Lunar Outfitters – Making the Apollo Space Suit by Bill Ayrey; University of Florida Press; 422 pages; October 6, 2020; Hardcover; $35.00.
This is a fascinating, behind-the-scenes look at suiting up and what was required to harness America’s technological cleverness in planting humans on the Moon via the Apollo program.
The story is told by Bill Ayrey, a testing lab manager for the textile manufacturer International Latex Corporation (ILC) Industries (now ILC Dover, LP) that fabricated, from head to toe, Apollo program space suits. Providing the “wear-with-all” for Apollo didn’t come easy for the company, the author explains.
When the call went out for new suit concepts in 1965, ILC faced six weeks to come up with a drastically different design, winning the space suit contract. Ayrey draws on original files and photographs to tell the dramatic story of the company’s role in the Apollo Moon landing effort.

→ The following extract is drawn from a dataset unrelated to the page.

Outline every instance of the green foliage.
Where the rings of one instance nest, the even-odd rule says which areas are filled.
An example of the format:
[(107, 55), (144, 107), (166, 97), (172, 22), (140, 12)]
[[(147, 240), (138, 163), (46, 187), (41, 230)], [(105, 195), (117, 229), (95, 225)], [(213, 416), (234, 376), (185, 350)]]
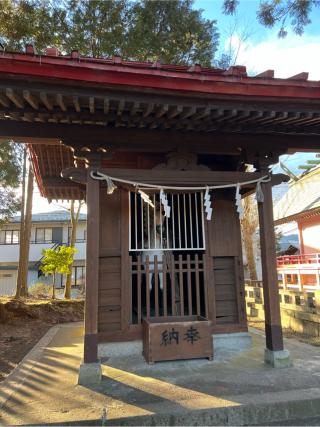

Divided into three substantial parts, the book details the “school of hard knocks,” “the turbulent years” from 1962-1965, and reviews the Model A-7L pressure suit worn by the Apollo 11 astronauts, as well as the Model A-7LB that replaced it in 1971. The last part of the book focuses on post-lunar missions, Skylab, the U.S./Russian Apollo-Soyuz Test Program, and other development suits.
The book is a wonderland of detail. Yes, from fecal and urine containment system, in-suit drink bag to thermal micrometeoroid protection, the liquid cooling suit design and down to the lunar boots and gloves required.
Ayrey dedicates the book to all the employees of ILC Industries “who focused on the mission of making the space suits that made walking on the Moon and returning home safely possible for twelve Apollo astronauts.” He also explains that the employees were “caught up in the excitement of clothing the men who would fly to the far-off surface of the Moon” and that all involved were thrilled to be part of the adventure.
“As newer materials and assembly techniques emerged into the early 1970s, NASA began to regard many of the features of the Apollo suit as obsolete or as providing an increased risk of suit failure, particularly as missions increased in duration,” Ayrey writes. How the company met those challenges and others is a great read.
In the book’s conclusion, the author explains his work with the Smithsonian National Air and Space Museum in preservation of space suits for public display, including the display of Neil Armstrong’s moonwalking suit in the Destination Moon gallery.
The book includes a substantial notes section, filled with suit details and resources.
Explained on the book’s back cover, Apollo 11 astronaut, Michael Collins points out that a space suit is a “miniature space craft,” so well designed for Apollo as described in this book.